Dengan demikian, setiap Muslim wajib mengetahui status hukum syariah atas setiap perbuatan/pilihan yang hendak dia lakukan; apakah termasuk haram, wajib, sunnah, makruh atau mubah (halal). Lima tolok-ukur hukum inilah yang harus dijadikan rambu-rambu dalam kehidupan dunianya, bukan yang lain, semisal asas kemanfaatan. Jika asas manfaat yang dijadikan ukuran untuk menetapkan status hukum perbuatan manusia, ini sama saja dengan menjadikan hawa nafsu dan akal sebagai sumber hukum. Sikap demikian jelas batil dan dosa besar di sisi Allah SWT. Sebab, hanya Allahlah Al-Hâkim (Pemilik kedaulatan untuk memberikan status hukum atas setiap perkara), sebagaimana firman-Nya:

]إِنِ الْحُكْمُ إِلا لِلَّهِ[
Sesungguhnya hak membuat hukum itu hanya ada pada Allah (QS al-An’am [6]: 57).

Lebih dari itu, setiap sikap dan pilihan, termasuk dalam Pemilu, akan dimintai tanggung jawabnya di hadapan Allah SWT kelak:

]أَيَحْسَبُ الإنْسَانُ أَنْ يُتْرَكَ سُدًى[
Apakah manusia mengira, bahwa ia akan dibiarkan begitu saja (tanpa pertanggungjawaban)? (QS al-Qiyamah [75]: 36).

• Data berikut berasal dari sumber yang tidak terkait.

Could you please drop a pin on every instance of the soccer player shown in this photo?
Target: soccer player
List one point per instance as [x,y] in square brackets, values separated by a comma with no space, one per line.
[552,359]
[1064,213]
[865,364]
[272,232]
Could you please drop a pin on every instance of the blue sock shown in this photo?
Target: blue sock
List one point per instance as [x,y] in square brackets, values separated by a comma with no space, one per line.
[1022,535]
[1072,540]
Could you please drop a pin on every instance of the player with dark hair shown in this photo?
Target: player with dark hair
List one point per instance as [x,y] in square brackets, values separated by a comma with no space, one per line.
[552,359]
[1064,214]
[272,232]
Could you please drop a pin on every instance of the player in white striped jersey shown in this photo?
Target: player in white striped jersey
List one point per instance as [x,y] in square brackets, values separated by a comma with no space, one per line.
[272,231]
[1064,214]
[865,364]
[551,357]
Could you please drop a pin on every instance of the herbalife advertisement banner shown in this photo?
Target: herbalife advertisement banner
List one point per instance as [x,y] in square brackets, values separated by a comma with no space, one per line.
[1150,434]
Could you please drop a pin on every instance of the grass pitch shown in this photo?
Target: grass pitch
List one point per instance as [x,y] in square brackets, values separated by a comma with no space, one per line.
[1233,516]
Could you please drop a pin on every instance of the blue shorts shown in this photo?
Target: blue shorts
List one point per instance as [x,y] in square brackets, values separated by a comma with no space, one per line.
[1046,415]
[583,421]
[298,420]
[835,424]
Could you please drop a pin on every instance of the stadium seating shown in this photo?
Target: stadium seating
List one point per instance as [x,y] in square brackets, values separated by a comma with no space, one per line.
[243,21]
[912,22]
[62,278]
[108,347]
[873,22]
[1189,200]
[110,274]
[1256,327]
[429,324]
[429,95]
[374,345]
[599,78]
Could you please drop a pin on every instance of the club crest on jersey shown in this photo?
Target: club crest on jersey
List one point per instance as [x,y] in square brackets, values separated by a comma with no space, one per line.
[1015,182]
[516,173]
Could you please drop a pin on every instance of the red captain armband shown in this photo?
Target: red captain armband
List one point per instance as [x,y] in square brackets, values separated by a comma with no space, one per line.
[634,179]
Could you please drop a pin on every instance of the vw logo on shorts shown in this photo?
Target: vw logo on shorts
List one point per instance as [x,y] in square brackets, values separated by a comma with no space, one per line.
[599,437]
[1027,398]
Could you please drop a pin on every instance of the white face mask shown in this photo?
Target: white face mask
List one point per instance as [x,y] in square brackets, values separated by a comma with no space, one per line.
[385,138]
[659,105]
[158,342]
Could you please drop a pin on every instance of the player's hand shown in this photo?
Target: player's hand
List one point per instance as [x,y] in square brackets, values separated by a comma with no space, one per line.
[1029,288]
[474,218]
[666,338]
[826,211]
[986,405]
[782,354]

Bukan Sekadar Memilih Orang


Terkait dengan Pemilu, dalam satu kesempatan bertepatan dengan Peringatan Maulid Rasul saw. beberapa waktu lalu, Wapres RI Jusuf Kalla pernah menghimbau, ”Pilihlah pemimpin seperti Nabi saw.; pemimpin yang baik perlu untuk memperbaiki legislasi (pembuatan undang-undang, red.).” (Republika, 18/3).


Tentu benar, memilih pemimpin seperti Nabi saw. adalah ikhtiar yang harus kita lakukan. Namun, tentu kita pun harus memilih sistem/aturan yang digunakan oleh Nabi saw. dalam kepemimpinannya. Dalam konteks negara, jika kita benar-benar ingin merujuk kepada Nabi saw., maka kepemimpinan Nabi saw. di Madinah al-Munawwarah—yang saat itu merupakan Daulah Islamiyah (Negara Islam)—itulah yang mesti diteladani dan dijalankan. Saat itu, sebagai kepala Negara Islam, Nabi saw. hanya menerapkan sistem Islam dalam mengatur negara. Dengan kata lain, hanya dengan syariah Islamlah Nabi saw. saat itu mengatur masyarakatnya.


Karena itu, seandainya di negeri ini orang yang terpilih sebagai pemimpin secara moral sangat baik, tetapi sistem/aturan yang mereka jalankan bukan sistem/aturan syariah sebagaimana yang dipraktikkan Nabi saw., tentu beragam persoalan di negeri ini tidak akan pernah bisa diselesaikan. Mengapa? Sebab, sebagai kepala negara, Nabi saw. memimpin dan mengatur masyarakat tidak sekadar dengan mengandalkan akhlak atau moralnya, tetapi sekaligus dengan menerapkan hukum-hukum Allah yang diwahyukan kepadanya.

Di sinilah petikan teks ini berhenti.